To those in Eaton’ situation here, I would advise the following:
- Serve faithfully and obediently.
- Don’t think that your right standing before God depends on your works.
- Make sure that as you serve, you are being invested/poured into by others. If you are not, you will get burned out.
Again, you need the church and what it provides for you spiritually. Don’t let something like this be the reason you leave. Maybe it can work where you are. Maybe you need to make a move. But whatever you do, be in a church that not only serves you but can be served by you.
“Stop Talking About Us (Unless You’re Actually Going to Do Something)”
Eaton here is accusing the church of talking a good game when it comes to ministering to and reaching millennials, but not delivering the goods.
To Eaton, I would say, on behalf of the church, “Stop talking about us (unless you’re going to do something)”.
America is driven by a consumer mentality. We expect that wherever we go, people will cater to our wants and needs. In the church, this takes the form of megachurches full of congregants that pay large staffs or have small, elite teams of volunteers to do the church’s work, leaving most of the church with little obligation but to show up for a couple hours on Sunday and maybe another hour some other time during the week.
This isn’t how God intended the church to be. It is often referred to in Paul’s letters as a “body”. A human body won’t last long, nor will it have much quality of life if only a couple of the parts are working. Everyone in the church has a role to play. And I would ask my fellow millennials, who has a better opportunity to do something to reach millennials than you? Is your pastor going to share the gospel with your coworkers? Is your music leader going to invite your friends to church? Probably not. You have the opportunity to reach people with the gospel, to bring them into the church, to build the kind of community in your church that you long for. Get yourself into a church that preaches the Bible faithfully, worships in spirit and in truth, and that you can be excited about, then go and be excited about it.
Also, don’t feel like just because your church doesn’t have people who look like you, act like you, share your similar life experiences, or are in your age bracket that you can’t have community in your church. You can reach across those lines and often find opportunities to learn and grow from people with different life experiences. To only want to be among people like you is to run the risk of creating a cliquey situation like I described earlier. It’s hard to know there’s a clique if you’re in it. The church is one family and one body, and if we’re only interested in those like us, we’re not doing our part to be a part.
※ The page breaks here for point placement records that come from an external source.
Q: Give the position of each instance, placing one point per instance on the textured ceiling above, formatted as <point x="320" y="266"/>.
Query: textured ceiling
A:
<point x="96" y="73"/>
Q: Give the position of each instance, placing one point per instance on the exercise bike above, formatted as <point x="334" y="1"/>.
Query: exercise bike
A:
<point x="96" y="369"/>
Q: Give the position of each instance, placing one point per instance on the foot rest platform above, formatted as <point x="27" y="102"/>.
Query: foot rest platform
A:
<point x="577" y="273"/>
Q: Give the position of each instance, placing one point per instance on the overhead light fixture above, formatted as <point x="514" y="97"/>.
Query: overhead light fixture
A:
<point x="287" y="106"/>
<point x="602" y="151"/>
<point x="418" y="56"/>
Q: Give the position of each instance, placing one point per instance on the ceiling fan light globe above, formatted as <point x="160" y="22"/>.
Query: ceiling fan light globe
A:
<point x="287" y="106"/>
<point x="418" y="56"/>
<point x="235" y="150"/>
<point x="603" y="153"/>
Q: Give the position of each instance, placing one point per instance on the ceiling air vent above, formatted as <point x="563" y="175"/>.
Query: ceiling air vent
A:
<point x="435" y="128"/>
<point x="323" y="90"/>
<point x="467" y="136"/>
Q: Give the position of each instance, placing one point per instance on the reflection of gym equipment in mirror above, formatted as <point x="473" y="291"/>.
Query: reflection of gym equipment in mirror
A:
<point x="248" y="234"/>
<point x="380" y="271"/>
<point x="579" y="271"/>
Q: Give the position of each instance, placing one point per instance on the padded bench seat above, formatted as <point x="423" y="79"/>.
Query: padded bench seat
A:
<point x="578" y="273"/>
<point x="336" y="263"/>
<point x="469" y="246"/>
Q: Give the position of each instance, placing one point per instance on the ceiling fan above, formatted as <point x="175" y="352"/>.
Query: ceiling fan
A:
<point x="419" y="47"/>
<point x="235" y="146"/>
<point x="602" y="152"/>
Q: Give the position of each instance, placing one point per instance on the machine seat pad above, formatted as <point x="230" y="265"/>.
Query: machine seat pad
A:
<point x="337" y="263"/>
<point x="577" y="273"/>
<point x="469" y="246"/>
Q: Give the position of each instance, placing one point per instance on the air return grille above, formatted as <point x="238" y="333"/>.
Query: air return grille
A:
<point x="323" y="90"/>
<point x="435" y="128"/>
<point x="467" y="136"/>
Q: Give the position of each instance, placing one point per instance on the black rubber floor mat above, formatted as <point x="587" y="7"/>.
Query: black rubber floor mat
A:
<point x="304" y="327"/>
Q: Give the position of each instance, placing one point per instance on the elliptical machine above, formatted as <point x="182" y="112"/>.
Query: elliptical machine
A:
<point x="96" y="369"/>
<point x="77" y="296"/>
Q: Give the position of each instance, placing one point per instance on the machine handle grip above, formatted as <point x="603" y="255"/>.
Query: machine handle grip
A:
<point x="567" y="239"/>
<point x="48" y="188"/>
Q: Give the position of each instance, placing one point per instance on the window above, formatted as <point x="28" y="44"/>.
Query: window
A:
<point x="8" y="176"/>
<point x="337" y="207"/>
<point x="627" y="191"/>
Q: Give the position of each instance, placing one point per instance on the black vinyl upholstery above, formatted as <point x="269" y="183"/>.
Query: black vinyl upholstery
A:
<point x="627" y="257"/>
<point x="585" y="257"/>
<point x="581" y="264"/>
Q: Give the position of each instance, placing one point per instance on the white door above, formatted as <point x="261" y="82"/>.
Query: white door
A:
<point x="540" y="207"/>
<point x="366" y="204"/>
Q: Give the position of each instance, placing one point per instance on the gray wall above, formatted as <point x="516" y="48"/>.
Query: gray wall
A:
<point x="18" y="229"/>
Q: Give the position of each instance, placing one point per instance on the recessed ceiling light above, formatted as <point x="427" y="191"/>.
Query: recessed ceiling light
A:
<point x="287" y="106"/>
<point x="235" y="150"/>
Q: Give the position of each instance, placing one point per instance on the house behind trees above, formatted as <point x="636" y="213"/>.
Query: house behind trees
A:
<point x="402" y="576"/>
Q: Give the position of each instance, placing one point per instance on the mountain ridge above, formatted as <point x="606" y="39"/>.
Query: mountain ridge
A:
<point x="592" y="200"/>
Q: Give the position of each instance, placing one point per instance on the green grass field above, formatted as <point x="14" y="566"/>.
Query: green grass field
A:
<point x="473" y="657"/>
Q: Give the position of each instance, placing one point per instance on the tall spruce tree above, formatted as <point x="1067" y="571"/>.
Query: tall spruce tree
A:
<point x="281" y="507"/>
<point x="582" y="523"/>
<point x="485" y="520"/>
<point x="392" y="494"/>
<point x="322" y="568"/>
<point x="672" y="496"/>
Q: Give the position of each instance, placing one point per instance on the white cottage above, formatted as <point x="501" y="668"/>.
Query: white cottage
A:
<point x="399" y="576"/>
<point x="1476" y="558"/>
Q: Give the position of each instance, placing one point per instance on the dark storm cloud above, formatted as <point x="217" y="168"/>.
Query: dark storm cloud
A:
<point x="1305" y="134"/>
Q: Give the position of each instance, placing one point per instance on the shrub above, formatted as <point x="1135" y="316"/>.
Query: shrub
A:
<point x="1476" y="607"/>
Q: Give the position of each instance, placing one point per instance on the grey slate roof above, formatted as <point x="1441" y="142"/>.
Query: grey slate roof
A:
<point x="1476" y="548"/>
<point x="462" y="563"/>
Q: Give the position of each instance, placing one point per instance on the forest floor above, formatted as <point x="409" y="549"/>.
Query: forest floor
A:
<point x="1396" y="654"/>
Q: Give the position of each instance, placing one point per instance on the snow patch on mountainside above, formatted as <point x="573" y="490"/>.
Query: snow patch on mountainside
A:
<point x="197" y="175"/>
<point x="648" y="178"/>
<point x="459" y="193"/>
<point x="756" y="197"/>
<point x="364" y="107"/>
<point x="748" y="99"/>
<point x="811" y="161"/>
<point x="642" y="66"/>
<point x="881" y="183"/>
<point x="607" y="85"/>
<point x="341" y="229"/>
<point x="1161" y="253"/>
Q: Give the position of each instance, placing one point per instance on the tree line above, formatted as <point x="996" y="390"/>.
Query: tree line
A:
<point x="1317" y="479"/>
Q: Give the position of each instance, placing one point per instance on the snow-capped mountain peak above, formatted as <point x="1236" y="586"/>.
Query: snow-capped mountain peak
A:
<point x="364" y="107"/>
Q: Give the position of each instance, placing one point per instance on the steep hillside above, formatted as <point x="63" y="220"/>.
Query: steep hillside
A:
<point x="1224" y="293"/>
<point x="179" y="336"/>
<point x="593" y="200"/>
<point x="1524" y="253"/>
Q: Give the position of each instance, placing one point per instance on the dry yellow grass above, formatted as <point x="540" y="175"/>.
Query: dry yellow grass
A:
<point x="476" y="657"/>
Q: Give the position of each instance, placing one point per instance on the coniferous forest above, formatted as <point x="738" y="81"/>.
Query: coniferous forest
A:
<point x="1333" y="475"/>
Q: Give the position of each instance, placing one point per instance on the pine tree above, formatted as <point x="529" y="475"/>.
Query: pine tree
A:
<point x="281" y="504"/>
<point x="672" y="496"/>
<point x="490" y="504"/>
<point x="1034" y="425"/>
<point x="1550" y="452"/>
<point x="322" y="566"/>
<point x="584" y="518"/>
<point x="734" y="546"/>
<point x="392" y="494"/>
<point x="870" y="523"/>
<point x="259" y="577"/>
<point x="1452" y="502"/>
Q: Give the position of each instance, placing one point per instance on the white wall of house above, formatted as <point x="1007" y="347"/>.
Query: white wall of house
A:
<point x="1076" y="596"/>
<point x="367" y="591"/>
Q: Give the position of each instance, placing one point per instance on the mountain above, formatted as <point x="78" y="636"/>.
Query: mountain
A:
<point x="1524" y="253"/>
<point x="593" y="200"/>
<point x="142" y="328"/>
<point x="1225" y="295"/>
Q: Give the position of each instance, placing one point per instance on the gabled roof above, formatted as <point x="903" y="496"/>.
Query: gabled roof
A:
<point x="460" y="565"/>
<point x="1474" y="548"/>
I hope this article has provided some practical advice on how to do life in church as a millennial. But I hope, more than anything, that these peripheral issues are not enough to keep my fellow millennials from the teaching of the word and the worship of God. While community is important, God’s truth is far more. If you are Christ’s sheep (see Part 2), you need to hear your shepherd’s voice. That happens in faithful, Bible-proclaiming churches. There is no substitute.